Gender segregation in the Nordic labour market

Since the 1960s the Nordic countries have been renowned for their high level of gender equality as they have amongst the world’s highest employment and education rates for women. At the same time the Nordic countries also have greater horizontal segregation by sex than the rest of the EU, that is, most women work in different occupations than most men. The gender segregation of labour is often seen as the main reason behind the gender wage gap in the Nordic region. It can also cause talent to go undetected and higher unemployment rates.

Kindergarten wardrobe, lots of coloured jackets hanging
Even though the Nordic countries have high levels of gender equality, the caring professions, such as working in daycare or with the elderly, are dominated by female workers.

The Nordic gender equality paradox

Horizontal gender segregation refers to the fact that most Nordic women still work in different occupations than most men leading to segregation between the genders. It is a paradox that this is the case when the Nordic region has one of the world’s highest employment and education rates for women.

In Denmark for instance over 60% of all workers are employed in a profession where their own sex accounts for 75% or more. Women mainly work in the public sector, often with education, care or health, while the private sector is dominated by men who often work with production and engineering. Gender segregation exists at all educational levels. Even when a woman and a man have the same educational background, research indicates that the most likely scenario is that the woman will end up working in the public sector and the man in the private sector.

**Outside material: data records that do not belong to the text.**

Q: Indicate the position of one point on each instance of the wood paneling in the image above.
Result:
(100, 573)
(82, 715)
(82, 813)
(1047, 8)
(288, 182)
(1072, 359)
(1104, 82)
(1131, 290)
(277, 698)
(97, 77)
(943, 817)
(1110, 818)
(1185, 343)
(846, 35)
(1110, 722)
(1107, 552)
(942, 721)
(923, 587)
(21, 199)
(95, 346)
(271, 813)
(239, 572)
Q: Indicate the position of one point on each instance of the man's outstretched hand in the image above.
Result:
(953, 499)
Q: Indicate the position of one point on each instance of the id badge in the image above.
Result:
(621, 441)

Gender segregation leads to a wage gap

Professions dominated by women have a lower average wage than those dominated by men which leads to a wage gap between the genders. In the Nordic region the wage gap between men and women in 2017 was 15.3 %. Furthermore, part-time work is much more common in the traditional female professions, which also leads to a lower average income for women.

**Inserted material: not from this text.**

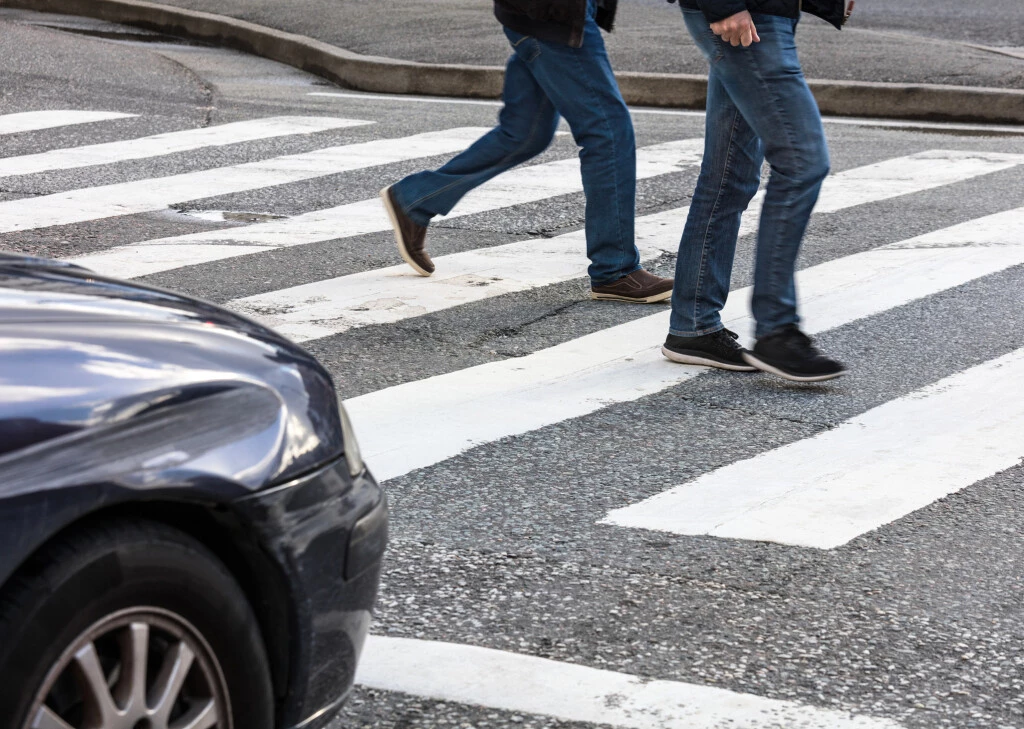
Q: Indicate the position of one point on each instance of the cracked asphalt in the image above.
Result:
(920, 620)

The relatively low wages in the female-dominated caring professions resulted in a series of strikes and demands for equal pay across all the Nordic countries from the early 1990s. This culminated in long-lasting and significant industrial action during the period 2005-2010 in all the Nordic countries (except for Iceland) among public employees in the caring professions. In Finland more than 12,000 nurses collectively quit their jobs in protest over their wages.

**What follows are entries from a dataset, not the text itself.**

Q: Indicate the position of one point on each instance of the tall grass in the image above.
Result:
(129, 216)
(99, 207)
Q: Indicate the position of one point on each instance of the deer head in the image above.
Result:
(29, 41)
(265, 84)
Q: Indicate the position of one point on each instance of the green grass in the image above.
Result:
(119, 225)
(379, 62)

The result of the protests varied. In Finland the nurses got a 22-28% pay rise, which lifted the profession up to the average wage-level for public employees with a comparable level of education. In Norway an equal pay commission was established which after two years recommended that a special equal pay pool of three billion Norwegian Kroner should be established and used to increase the pay in the female-dominated professions in the public sector. In Denmark and Sweden the results have been less tangible, but the strikes have raised general awareness and stimulated debate in society about the question of equal pay.  

In 2019 the wage levels in the professions dominated by women are still causing discussion on whether the Nordic labour model in its current form can provide an acceptable solution to the wage gap between men and women.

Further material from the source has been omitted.